Read the text below.

At the turn of the 20th century, cars were made almost completely by hand and were very expensive. But two Americans — Ransom E. Olds and Henry Ford — brought the car to ordinary people.

Olds was the inventor of the Oldsmobile. He thought he could make cars cheaper by building them faster. The way to do this was through mass production.

Instead of building every part of every car himself, he asked other companies to make car parts separately. When he got the parts, he put the cars together. Each part was standardized so that each Oldsmobile was the same quality. Some parts could even be swapped among Olds’ car models. His assembly line began operating in 1901.

Olds’ company soon became the top-selling car company in the U.S. But it was Ford who put Olds’ ideas into high gear.

Olds’ assembly line was stationary, but Ford’s line — which started in 1913 — moved, pulling each car from the beginning of the line to the end. Workers stayed in the same spot and assembled the same part again and again.

Ford’s innovation slashed the assembly time of his Model T car. It used to take more than 12 hours, but now each one was done 24 seconds ahead of the next one. That cut the cost almost threefold.

However, you couldn’t choose a color. Ford liked to say: “You can have (the Model T) in any color, as long as it’s black.” No one is sure why, but it may be because only a black lacquer called “japan black” dried fast enough to let the line move at a quick speed. And that’s why Model T’s were black. (T)
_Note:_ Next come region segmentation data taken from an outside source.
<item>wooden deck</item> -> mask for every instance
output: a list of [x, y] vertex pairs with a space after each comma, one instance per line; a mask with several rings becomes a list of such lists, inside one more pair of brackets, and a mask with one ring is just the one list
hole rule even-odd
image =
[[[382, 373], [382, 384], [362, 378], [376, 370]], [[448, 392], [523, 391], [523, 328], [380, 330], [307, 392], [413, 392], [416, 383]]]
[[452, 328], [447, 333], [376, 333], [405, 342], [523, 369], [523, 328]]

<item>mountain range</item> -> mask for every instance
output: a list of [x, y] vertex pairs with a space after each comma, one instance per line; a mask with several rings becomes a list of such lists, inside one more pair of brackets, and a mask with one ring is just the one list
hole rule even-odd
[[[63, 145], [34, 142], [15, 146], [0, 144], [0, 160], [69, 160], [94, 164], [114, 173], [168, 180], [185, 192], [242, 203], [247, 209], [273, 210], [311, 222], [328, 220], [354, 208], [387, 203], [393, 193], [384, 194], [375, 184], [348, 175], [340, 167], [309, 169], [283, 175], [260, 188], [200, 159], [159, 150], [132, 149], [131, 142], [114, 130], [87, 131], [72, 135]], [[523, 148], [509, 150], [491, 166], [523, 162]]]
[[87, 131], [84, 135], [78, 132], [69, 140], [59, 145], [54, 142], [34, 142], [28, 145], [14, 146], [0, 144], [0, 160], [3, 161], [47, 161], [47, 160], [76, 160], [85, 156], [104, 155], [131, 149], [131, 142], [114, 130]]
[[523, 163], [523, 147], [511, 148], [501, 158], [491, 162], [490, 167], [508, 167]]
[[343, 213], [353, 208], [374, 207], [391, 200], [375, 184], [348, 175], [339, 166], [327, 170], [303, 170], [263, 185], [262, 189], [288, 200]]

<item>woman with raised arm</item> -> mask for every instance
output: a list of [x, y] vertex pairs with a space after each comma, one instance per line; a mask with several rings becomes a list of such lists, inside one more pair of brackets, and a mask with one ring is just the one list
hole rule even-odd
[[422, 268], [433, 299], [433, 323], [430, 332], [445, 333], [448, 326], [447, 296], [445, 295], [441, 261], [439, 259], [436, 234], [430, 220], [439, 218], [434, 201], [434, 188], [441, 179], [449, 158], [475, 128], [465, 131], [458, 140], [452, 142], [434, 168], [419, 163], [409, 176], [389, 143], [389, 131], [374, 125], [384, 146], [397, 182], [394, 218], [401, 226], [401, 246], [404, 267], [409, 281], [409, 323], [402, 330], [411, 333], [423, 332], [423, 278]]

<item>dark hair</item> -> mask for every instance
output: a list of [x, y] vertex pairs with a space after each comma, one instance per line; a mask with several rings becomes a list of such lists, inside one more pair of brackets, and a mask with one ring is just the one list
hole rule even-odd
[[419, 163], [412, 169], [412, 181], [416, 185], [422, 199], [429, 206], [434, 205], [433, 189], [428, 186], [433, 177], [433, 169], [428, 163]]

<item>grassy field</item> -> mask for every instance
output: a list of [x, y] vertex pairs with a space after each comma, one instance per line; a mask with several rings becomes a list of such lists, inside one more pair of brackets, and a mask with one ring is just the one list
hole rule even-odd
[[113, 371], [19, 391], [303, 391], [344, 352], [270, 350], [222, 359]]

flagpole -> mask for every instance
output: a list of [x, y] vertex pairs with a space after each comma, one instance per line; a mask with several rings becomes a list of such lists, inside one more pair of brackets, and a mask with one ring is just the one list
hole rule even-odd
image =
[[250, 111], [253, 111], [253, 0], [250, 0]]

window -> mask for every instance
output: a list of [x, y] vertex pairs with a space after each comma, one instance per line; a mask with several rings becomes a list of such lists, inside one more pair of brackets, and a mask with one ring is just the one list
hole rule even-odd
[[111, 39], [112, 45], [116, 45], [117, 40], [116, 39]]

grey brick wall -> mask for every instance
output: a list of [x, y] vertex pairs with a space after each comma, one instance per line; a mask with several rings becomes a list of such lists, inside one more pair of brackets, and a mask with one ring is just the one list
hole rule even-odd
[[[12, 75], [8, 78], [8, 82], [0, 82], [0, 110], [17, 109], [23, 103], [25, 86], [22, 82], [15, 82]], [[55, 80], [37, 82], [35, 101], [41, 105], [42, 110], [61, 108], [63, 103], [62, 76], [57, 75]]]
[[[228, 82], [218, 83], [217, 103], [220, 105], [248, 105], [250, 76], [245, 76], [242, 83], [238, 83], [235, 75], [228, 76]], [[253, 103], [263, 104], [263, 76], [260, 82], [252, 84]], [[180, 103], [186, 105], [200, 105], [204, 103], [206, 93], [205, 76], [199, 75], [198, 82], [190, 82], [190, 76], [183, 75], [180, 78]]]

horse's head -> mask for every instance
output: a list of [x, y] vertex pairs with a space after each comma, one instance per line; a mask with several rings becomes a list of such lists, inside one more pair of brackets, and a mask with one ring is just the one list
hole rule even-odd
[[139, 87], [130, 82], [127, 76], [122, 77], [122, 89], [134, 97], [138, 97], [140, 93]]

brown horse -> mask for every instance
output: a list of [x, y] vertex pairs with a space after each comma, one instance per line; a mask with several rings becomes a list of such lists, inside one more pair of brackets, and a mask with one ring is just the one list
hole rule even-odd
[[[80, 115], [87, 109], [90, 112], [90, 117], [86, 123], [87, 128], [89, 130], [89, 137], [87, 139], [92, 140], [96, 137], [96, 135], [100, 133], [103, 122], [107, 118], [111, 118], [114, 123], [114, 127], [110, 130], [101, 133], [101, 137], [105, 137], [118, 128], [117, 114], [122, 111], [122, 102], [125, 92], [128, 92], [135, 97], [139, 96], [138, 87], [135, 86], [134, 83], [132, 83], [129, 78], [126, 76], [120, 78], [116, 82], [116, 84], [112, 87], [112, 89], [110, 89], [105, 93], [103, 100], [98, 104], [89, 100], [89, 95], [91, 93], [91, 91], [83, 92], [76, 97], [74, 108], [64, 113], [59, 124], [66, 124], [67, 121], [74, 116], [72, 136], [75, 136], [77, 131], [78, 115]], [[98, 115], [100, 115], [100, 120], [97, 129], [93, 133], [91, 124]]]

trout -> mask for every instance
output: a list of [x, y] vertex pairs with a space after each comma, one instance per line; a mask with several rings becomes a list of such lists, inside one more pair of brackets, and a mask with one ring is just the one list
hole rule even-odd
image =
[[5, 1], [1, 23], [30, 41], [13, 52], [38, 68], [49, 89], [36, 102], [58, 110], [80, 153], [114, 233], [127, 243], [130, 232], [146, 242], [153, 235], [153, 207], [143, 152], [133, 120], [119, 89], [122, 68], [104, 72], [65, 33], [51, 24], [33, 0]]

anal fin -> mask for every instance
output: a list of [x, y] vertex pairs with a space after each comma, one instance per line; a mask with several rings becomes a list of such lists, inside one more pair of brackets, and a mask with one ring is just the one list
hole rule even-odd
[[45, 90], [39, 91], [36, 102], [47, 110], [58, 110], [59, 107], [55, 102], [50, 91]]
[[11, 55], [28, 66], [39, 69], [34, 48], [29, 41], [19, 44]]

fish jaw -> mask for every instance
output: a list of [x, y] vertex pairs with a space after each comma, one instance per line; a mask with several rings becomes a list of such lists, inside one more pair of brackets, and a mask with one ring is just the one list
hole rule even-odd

This article was provided by The Japan Times Alpha.

Viewpoint Discussion

Enjoy a discussion with your tutor.

Discussion A

  • Some people think that the Model T was only offered in black because only a black lacquer dried fast enough to let the line move at a quick speed. If this is true, do you think Ford’s decision was smart, or should he have introduced more colors that took longer to dry? What colors are common for cars in your country now? Discuss.
  • At the turn of the 20th century, cars were very expensive, but Olds and Ford brought them to ordinary people. In your opinion, what expensive goods/technology will be brought to ordinary people in the near future (ex. space travel, self-driving cars)? Which goods/technology are you most excited about? Discuss.

Discussion B

  • How do you think the world would be different if the assembly line had never been invented? Why? Discuss.
  • In recent years, some people have begun to place more value on handmade goods. Why do you think this is? Do you own any handmade goods? Do you like to make anything by hand? Discuss.